On a rather unrelated note: more performance hacks!
When traversing the sequence, we can only get 3 possible cases in the 2-neighborhood of the current element N
(shown first):
To leap past these 2 elements means to compute (N >> 1) + N + 1
, ((N << 1) + N + 1) >> 1
and N >> 2
, respectively.
Let`s prove that for both cases (1) and (2) it is possible to use the first formula, (N >> 1) + N + 1
.
Case (1) is obvious. Case (2) implies (N & 1) == 1
, so if we assume (without loss of generality) that N is 2-bit long and its bits are ba
from most- to least-significant, then a = 1
, and the following holds:
(N << 1) + N + 1: (N >> 1) + N + 1:
b10 b1
b1 b
+ 1 + 1
---- ---
bBb0 bBb
where B = !b
. Right-shifting the first result gives us exactly what we want.
Q.E.D.: (N & 1) == 1 ? (N >> 1) + N + 1 == ((N << 1) + N + 1) >> 1
.
As proven, we can traverse the sequence 2 elements at a time, using a single ternary operation. Another 2× time reduction.
The resulting algorithm looks like this:
uint64_t sequence(uint64_t size, uint64_t *path) {
uint64_t n, i, c, maxi = 0, maxc = 0;
for (n = i = (size - 1) | 1; i > 2; n = i -= 2) {
c = 2;
while ((n = ((n & 3)? (n >> 1) + n + 1 : (n >> 2))) > 2)
c += 2;
if (n == 2)
c++;
if (c > maxc) {
maxi = i;
maxc = c;
}
}
*path = maxc;
return maxi;
}
int main() {
uint64_t maxi, maxc;
maxi = sequence(1000000, &maxc);
printf("%llu, %llu\n", maxi, maxc);
return 0;
}
Here we compare n > 2
because the process may stop at 2 instead of 1 if the total length of the sequence is odd.

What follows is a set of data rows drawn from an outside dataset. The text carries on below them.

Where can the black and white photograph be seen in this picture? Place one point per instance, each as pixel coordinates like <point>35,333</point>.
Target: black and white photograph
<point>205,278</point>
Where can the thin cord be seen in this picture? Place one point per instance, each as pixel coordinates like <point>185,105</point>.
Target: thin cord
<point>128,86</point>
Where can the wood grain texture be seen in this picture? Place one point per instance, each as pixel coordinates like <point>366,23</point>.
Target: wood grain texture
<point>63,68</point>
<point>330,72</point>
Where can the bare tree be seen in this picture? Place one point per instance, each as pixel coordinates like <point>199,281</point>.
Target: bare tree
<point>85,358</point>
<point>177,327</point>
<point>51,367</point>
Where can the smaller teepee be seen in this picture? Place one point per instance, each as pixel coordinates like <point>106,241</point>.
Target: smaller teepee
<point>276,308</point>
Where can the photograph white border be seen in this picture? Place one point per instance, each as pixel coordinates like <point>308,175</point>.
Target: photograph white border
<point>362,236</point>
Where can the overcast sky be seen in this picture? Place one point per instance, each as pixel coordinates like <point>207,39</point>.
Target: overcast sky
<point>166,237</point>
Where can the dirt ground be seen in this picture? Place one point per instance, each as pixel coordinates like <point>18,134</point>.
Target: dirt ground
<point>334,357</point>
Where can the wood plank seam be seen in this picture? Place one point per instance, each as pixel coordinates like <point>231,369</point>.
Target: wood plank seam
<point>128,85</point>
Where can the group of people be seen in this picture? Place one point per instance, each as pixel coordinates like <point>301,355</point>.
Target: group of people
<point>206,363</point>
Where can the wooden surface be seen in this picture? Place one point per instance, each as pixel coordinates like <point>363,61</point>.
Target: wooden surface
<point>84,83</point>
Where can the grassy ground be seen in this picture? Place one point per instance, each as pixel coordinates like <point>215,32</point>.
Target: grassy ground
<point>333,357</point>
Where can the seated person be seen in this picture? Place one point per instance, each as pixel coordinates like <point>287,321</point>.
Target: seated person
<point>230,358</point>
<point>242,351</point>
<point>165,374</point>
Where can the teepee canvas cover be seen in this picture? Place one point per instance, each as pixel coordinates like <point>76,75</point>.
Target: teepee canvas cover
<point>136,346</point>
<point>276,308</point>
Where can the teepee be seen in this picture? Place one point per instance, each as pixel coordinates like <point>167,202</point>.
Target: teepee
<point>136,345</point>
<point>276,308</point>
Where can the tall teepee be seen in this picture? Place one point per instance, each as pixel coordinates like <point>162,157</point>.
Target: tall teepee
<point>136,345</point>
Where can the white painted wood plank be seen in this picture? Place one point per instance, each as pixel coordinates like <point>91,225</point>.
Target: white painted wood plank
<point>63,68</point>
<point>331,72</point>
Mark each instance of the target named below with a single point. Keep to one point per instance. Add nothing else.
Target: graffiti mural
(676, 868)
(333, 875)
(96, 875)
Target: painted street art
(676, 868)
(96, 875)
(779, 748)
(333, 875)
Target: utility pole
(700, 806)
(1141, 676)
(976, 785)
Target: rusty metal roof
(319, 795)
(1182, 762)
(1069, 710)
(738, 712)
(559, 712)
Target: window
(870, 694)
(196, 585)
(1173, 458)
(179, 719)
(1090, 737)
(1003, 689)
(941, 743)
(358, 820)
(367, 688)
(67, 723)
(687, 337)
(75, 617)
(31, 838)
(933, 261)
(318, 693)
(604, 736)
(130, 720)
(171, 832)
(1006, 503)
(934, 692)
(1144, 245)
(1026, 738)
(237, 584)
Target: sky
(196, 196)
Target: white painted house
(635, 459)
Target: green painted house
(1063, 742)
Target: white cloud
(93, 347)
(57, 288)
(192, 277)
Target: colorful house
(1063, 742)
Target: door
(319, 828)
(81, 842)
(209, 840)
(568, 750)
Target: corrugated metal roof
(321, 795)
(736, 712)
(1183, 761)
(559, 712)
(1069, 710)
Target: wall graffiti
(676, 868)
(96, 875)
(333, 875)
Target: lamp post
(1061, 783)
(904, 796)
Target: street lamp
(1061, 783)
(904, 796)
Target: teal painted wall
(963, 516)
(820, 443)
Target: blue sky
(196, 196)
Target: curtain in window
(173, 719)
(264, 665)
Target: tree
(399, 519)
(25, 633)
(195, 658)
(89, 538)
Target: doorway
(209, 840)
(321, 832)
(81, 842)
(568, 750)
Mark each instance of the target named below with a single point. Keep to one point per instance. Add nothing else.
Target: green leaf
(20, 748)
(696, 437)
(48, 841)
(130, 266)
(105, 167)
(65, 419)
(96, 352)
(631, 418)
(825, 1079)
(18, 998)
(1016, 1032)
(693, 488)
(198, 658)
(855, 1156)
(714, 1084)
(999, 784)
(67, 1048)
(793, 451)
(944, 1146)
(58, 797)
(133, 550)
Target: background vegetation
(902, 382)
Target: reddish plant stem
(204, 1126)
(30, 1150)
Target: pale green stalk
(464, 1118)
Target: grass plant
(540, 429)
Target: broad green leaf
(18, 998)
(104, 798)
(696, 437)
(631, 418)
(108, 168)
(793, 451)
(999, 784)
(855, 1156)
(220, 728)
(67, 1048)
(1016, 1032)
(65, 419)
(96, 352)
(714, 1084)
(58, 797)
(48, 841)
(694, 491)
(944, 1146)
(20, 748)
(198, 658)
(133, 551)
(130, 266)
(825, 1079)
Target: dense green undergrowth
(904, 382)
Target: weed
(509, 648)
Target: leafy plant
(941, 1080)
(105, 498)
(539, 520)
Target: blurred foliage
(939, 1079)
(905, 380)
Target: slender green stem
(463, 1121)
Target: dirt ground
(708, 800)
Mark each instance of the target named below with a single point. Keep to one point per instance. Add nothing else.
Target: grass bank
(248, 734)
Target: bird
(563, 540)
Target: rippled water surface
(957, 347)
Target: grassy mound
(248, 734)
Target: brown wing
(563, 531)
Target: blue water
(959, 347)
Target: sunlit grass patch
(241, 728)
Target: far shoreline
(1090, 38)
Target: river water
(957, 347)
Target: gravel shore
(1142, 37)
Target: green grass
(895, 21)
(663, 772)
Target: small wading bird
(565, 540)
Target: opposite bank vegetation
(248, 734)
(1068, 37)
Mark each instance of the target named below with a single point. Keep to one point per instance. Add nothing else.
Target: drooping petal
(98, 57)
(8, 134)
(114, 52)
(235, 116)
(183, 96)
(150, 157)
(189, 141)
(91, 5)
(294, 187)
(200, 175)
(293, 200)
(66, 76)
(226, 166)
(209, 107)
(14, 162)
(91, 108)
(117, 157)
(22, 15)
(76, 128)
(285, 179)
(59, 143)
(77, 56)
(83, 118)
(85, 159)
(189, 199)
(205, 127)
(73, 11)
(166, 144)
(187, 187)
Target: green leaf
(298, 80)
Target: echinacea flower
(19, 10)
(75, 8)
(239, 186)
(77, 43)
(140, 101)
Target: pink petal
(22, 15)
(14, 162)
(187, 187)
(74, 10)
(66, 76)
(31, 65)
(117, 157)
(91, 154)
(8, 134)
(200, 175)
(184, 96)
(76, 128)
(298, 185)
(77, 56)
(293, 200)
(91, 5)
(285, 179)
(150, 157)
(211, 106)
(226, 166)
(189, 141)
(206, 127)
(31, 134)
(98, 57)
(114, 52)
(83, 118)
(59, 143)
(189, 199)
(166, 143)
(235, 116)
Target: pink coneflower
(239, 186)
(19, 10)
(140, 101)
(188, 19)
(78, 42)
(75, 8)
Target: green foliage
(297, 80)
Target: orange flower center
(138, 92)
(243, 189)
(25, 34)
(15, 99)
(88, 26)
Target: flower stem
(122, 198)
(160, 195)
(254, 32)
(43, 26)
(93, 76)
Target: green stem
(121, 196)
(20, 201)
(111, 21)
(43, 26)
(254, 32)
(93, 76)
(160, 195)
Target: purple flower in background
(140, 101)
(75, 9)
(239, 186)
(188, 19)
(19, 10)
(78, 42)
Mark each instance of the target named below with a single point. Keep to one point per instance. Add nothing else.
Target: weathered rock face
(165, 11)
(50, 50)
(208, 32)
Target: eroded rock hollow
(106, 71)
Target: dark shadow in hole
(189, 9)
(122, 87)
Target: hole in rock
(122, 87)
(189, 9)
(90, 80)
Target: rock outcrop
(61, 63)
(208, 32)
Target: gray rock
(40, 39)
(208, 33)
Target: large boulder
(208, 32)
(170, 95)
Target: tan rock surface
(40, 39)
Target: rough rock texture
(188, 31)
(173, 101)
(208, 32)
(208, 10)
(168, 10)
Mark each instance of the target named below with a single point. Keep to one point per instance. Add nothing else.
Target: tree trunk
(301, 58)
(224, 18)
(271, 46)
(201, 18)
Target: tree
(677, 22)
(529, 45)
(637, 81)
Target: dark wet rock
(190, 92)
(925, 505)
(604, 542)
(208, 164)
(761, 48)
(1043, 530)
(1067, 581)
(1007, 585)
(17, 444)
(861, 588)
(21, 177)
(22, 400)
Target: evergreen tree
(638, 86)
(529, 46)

Let`s translate this into assembly!
MOV RCX, 1000000;
DEC RCX;
AND RCX, -2;
XOR RAX, RAX;
MOV RBX, RAX;
@main:
XOR RSI, RSI;
LEA RDI, [RCX + 1];
@loop:
ADD RSI, 2;
LEA RDX, [RDI + RDI*2 + 2];
SHR RDX, 1;
SHRD RDI, RDI, 2; ror rdi,2 would do the same thing
CMOVL RDI, RDX; Note that SHRD leaves OF = undefined with count>1, and this doesn't work on all CPUs.
CMOVS RDI, RDX;
CMP RDI, 2;
JA @loop;
LEA RDX, [RSI + 1];
CMOVE RSI, RDX;
CMP RAX, RSI;
CMOVB RAX, RSI;
CMOVB RBX, RCX;
SUB RCX, 2;
JA @main;
MOV RDI, RCX;
ADD RCX, 10;
PUSH RDI;
PUSH RCX;
@itoa:
XOR RDX, RDX;
DIV RCX;
ADD RDX, '0';
PUSH RDX;
TEST RAX, RAX;
JNE @itoa;
PUSH RCX;
LEA RAX, [RBX + 1];
TEST RBX, RBX;
MOV RBX, RDI;
JNE @itoa;
POP RCX;
INC RDI;
MOV RDX, RDI;
@outp:
MOV RSI, RSP;
MOV RAX, RDI;
SYSCALL;
POP RAX;
TEST RAX, RAX;
JNE @outp;
LEA RAX, [RDI + 59];
DEC RDI;
SYSCALL;
Use these commands to compile:
nasm -f elf64 file.asm
ld -o file file.o
See the C and an improved/bugfixed version of the asm by Peter Cordes on Godbolt. (editor's note: Sorry for putting my stuff in your answer, but my answer hit the 30k char limit from Godbolt links + text!)